Janusz Palikot nie ma wątpliwości, że Zbigniew Ziobro zostanie wyrzucony z PiS. "Musi być kozioł ofiarny, a on się do tej roli świetnie nadaje. Jest przecież realnym zagrożeniem dla prezesa" - stwierdza polityk w rozmowie z "Polską The Times". I wieści, że po wszystkim były minister sprawiedliwości może próbować dogadać się z Grzegorzem Schetyną, który ostatnio traci wpływy w PO.
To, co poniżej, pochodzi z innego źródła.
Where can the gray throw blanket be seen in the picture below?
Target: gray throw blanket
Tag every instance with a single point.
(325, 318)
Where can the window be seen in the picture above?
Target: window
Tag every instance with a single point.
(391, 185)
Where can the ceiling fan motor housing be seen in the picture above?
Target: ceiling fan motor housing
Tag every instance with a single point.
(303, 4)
"Logika mówi, że Schetyna ma 20, 30 osób, które mogłyby z nim wyjść z klubu Platformy, Ziobro podobnie, więc we dwóch stworzą klub, bez którego nie ma rządu" - wieszczy Palikot. Podkreśla, że nie ma między nimi osobistych animozji, a do tego obaj mają mocne karty w rękach. Jest jednak jedno "ale". "Media by ich rozjechały. Inna sprawa, że żaden z nich nie jest fajterem, bo i Ziobro, i Schetyna to takie numery dwa. Więc pytanie, kto byłby twarzą takiej partii?" - zastanawia się Palikot.
Zdaniem lidera Ruchu Palikota, taka nowa parlamentarna inicjatywa byłaby jednak oparta na Zbigniewie Ziobrze. Pytanie tylko, jak Schetyna wytłumaczy to swoim wyborcom i działaczom z regionu.